We are currently using NFS over TCP for news purposes. Is that a bad thing?
Not necessarly. Do you have a reason for needed tcp such as your are doing long haul networking?
However there are a lot of things that can go wrong with tcp that can't with udp (there are lots of very broken tcp implementations in this world: not ours of course:-) I would sugest disabling tcp and see what happens. If things stay the same or get better just leave it that way. If not you had tcp turned on for a reason.
We currently run with NFS v2/UDP on our NetApp.
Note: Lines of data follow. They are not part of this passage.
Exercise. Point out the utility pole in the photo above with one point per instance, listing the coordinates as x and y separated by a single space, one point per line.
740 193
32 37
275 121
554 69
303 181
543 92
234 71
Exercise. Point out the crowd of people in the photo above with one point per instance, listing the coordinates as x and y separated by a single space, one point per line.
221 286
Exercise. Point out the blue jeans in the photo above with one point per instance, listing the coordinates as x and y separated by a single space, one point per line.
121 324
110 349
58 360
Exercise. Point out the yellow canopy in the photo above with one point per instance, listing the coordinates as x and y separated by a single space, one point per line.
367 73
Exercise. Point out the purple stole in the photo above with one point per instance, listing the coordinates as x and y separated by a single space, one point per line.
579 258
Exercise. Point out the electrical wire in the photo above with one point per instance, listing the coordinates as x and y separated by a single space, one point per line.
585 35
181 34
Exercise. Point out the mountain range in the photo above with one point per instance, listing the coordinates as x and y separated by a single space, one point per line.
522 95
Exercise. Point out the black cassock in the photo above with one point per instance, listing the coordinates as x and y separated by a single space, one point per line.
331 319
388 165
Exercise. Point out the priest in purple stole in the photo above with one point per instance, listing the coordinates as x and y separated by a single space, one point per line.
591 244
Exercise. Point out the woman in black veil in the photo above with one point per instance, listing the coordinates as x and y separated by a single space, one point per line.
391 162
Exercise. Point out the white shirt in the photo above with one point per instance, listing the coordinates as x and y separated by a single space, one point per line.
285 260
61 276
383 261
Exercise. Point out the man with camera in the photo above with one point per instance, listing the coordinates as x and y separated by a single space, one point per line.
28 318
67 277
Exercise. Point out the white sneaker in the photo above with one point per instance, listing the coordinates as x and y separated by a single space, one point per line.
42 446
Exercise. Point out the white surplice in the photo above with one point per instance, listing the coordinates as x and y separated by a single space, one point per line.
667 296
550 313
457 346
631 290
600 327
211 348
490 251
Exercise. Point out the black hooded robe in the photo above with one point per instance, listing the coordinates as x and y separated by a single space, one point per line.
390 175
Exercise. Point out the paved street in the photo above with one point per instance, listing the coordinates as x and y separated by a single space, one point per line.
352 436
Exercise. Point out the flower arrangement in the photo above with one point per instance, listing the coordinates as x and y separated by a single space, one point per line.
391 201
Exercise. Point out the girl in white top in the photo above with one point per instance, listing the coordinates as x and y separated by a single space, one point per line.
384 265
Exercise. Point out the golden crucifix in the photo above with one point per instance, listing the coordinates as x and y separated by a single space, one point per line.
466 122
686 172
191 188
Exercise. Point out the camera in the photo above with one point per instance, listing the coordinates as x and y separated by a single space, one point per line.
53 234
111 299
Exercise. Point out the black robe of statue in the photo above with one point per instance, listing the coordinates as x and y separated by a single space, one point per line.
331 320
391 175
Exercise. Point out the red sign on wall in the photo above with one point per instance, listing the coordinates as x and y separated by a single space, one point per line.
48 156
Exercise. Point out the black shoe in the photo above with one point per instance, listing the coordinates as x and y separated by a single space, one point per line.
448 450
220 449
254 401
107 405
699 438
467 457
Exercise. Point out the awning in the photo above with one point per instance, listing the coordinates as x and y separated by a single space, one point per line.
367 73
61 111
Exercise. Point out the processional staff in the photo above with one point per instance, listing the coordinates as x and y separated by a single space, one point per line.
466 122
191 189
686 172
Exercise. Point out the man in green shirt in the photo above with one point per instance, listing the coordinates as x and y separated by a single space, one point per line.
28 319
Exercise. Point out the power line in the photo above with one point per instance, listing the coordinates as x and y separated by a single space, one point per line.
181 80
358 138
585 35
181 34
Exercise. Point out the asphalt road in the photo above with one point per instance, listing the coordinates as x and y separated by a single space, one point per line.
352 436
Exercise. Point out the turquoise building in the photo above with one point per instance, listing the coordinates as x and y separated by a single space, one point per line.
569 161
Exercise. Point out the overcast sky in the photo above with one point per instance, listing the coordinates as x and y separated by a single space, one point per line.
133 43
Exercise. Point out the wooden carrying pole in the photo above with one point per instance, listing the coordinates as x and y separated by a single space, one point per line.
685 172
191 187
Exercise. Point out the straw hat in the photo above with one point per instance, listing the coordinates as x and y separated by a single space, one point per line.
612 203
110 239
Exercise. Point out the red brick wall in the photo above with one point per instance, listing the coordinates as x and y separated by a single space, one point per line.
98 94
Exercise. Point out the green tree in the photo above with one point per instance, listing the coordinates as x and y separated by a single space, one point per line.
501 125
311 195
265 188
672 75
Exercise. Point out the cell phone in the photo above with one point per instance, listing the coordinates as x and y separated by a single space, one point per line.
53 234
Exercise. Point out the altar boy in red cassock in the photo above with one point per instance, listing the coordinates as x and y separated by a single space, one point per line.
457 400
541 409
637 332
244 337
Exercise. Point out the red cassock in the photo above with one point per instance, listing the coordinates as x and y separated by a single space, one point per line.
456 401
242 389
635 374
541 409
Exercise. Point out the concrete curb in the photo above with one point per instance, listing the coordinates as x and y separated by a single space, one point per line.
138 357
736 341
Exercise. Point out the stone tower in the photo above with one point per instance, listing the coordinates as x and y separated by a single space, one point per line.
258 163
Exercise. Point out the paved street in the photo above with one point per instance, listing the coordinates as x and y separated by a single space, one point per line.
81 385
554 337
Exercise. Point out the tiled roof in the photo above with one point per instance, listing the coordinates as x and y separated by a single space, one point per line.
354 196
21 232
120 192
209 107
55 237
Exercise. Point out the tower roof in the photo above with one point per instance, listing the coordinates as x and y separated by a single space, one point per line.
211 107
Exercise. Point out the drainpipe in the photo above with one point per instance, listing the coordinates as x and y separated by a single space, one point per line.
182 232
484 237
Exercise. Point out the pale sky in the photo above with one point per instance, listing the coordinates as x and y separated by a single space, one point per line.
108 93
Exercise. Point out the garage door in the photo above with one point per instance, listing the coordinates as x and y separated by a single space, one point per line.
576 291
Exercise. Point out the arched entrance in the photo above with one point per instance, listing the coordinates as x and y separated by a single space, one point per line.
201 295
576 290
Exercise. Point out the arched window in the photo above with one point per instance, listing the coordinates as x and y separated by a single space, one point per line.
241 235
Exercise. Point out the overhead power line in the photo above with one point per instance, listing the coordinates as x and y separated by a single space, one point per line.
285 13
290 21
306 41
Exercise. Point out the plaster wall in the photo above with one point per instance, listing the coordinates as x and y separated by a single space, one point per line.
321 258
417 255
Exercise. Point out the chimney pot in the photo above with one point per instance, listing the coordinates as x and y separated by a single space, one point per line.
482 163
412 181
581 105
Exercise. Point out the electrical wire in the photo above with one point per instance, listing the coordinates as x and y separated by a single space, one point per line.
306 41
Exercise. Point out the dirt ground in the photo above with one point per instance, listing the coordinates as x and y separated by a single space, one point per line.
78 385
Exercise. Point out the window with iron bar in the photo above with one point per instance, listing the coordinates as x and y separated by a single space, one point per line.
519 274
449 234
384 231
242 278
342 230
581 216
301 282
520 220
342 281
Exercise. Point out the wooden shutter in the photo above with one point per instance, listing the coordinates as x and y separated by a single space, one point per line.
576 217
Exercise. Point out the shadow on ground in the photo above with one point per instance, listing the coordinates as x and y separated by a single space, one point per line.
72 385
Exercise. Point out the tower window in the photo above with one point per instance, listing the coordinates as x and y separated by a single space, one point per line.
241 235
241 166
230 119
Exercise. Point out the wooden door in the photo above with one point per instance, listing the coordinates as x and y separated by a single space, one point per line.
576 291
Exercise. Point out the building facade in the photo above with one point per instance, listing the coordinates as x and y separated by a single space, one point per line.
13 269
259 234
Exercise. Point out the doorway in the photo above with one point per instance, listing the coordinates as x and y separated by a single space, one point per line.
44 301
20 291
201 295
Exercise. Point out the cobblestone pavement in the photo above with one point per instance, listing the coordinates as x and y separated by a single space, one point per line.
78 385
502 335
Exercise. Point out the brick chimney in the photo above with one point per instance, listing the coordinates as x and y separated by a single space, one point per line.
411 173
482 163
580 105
The change from v3 to v2 resulted in a noticeable decrease in expiry time for us.
The disadvantage of NFS v2 is that you won't be able to get number of inodes (files) via NFS. I like the suggestion from Guy Harris to deal with this: Use two mount points for the NetApp file system - one NFSv2 for the main News spool, and one NFSv3 to be able to check inodes, selected by suitable mount options on client.
Steinar Haug, Nethelp consulting, sthaug@nethelp.no
+--- In our lifetime, sthaug@nethelp.no wrote: | | We currently run with NFS v2/UDP on our NetApp. The change from v3 to v2 | resulted in a noticeable decrease in expiry time for us. | | The disadvantage of NFS v2 is that you won't be able to get number of | inodes (files) via NFS. I like the suggestion from Guy Harris to deal with | this: Use two mount points for the NetApp file system - one NFSv2 for the | main News spool, and one NFSv3 to be able to check inodes, selected by | suitable mount options on client.
When running v3, the main drawback (in news service) was the READDIR+ vs READDIR performance. When you hit a group like misc.jobs.offered and have a 3 week expire time, that client will sit there for a while waiting for the op to complete. We stuck with v2 and udp over a backend network.
I never did try the suggestion from Guy. I would imagine it works as advertised.